Now don't get lazy and forget to check the website, though. Eruvs go down more often than is convenient. (Like it's ever convenient....)

[identity profile] tobeginagain.livejournal.com 2007-06-03 02:12 pm (UTC)(link)
The one in Cambridge was down the Shabbat after you were there....

And yeah, it's a toss up. You probably feel more upset at the moment because you've become used to it. But if you can be rational, realize to be grateful for what you have?

[identity profile] rivka-m.livejournal.com 2007-06-04 06:07 pm (UTC)(link)
back in the old days when UMD didn't have an eruv, I came to enjoy being free and empty handed all shabbat.

After the eruv was built (in planning stages for years, got a major shot in the arm when a couple with a young child were hired as educators and lived in CP), I got used to not having to make sure my siddur was at hillel, all food was where it needed to be, etc, before shabbat.
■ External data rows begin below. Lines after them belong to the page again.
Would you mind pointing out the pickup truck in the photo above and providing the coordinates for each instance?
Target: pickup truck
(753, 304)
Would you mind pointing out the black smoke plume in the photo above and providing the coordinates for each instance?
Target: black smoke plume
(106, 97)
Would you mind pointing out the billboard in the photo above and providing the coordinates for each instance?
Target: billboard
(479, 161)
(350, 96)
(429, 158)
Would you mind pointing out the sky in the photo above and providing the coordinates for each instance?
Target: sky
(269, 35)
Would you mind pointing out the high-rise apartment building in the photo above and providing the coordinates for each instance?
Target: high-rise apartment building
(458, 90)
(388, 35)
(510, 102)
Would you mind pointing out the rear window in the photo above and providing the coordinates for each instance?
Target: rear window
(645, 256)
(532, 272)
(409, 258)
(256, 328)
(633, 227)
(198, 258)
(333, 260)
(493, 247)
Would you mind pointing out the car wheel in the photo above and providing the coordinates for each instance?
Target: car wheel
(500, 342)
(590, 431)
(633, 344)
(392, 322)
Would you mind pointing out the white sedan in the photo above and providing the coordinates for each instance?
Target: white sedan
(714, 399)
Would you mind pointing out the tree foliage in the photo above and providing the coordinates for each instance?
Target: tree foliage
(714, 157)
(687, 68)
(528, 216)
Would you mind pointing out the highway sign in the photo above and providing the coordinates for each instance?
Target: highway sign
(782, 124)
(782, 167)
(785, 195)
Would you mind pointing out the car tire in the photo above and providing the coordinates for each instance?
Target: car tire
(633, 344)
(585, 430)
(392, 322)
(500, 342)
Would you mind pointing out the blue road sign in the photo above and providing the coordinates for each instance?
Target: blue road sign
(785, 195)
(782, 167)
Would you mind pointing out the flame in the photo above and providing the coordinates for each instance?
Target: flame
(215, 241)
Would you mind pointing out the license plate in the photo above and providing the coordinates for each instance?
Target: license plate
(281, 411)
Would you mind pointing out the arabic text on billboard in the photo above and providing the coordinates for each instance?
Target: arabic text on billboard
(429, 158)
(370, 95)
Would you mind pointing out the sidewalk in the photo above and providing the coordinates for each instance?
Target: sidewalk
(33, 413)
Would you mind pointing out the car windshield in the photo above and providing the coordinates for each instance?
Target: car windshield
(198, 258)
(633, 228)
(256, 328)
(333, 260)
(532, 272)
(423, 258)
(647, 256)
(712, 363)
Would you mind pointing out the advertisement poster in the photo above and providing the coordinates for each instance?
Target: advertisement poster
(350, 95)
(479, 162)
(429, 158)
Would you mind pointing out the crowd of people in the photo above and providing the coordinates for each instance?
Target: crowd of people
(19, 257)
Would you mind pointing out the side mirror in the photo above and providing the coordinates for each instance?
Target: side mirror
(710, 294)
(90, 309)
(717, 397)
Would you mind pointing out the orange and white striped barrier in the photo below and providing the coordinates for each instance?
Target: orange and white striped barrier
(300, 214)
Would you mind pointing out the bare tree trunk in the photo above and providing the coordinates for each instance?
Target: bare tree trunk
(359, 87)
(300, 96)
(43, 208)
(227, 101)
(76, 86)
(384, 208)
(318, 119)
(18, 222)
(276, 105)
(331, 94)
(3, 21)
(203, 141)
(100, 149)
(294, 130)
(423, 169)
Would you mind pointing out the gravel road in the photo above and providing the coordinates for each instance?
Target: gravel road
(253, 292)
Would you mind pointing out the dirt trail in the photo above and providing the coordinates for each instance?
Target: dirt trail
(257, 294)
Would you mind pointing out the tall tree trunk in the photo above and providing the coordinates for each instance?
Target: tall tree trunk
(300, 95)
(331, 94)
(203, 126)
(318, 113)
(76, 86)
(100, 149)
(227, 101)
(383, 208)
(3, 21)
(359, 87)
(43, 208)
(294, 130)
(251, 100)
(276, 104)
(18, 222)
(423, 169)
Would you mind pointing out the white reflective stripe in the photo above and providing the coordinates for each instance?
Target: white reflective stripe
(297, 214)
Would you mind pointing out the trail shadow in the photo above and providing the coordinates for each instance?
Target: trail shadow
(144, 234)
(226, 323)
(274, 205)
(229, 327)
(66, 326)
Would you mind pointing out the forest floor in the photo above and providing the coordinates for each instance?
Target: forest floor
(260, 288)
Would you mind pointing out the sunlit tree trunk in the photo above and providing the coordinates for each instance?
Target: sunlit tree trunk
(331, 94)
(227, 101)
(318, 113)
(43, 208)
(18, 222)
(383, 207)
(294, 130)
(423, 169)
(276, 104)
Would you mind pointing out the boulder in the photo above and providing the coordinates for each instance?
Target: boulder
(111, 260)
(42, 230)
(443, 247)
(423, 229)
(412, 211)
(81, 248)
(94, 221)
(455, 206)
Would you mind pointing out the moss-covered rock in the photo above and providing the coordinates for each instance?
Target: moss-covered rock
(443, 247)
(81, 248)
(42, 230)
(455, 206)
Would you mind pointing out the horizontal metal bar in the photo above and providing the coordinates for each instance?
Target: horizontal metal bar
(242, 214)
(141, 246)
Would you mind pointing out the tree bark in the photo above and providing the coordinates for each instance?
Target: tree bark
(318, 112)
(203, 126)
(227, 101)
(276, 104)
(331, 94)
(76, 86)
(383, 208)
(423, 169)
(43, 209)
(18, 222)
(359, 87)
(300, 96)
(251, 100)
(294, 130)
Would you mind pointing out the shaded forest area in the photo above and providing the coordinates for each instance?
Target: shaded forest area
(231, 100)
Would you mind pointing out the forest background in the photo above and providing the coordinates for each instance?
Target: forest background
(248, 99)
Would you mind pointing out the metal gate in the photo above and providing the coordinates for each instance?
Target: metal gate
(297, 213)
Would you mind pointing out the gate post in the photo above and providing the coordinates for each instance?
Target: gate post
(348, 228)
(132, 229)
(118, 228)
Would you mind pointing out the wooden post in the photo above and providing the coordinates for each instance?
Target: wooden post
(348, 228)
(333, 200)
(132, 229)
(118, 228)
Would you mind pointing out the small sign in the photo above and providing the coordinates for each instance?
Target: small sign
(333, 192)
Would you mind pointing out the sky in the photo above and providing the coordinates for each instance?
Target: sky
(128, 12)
And I lost track of my "shabbos belt". So it wasn't so fun on rare occasions when the eruv was down.

[identity profile] myq.livejournal.com 2007-06-03 07:59 pm (UTC)(link)
"potluck picnic in the park"

that's 3 scattergories points.

[identity profile] evr1bugsme.livejournal.com 2007-06-07 06:55 am (UTC)(link)
Also in Rittenhouse on Saturdays 10-3 (on Tuesdays too apparently) is a farmer's market. You can go now, yay!

[identity profile] evr1bugsme.livejournal.com 2007-06-07 02:43 pm (UTC)(link)
damn. is barter ok? since it is open on tuesday you could conceivably pay a farmer on tuesday and pick up food for post shabbat dinner saturday (unless that work around is also not ok).

but, double checking about that did show me that it is open on tuesdays, too!

Wow

(Anonymous) 2007-06-04 08:52 pm (UTC)(link)
Might be time to move back to Philadelphia. In terms of size, that's still small compared to the Manhattan eruv(125th to 59th, river to river roughly). And even that eruv goes down on occasion.

Re: Wow

(Anonymous) 2007-06-05 04:47 pm (UTC)(link)
In 2001 the upper west side eruv was expanded north from 110th to 125th(covering Columbia, JTS, and Old Broadway Synagogue). In 2005(I think) the eruv was expanded to the east side between 110th and 59th(plus a little dip into midtown east). That expansion included all of central park in the eruv. There are now plans to expand the eruv south on the east side to include NYU. Note, the LES will not be included because of historical objections by Rav Moshe Feinstein.

How many square miles is the center city eruv? I'm not as positive on the size of the Philly street grid to estimate the distance.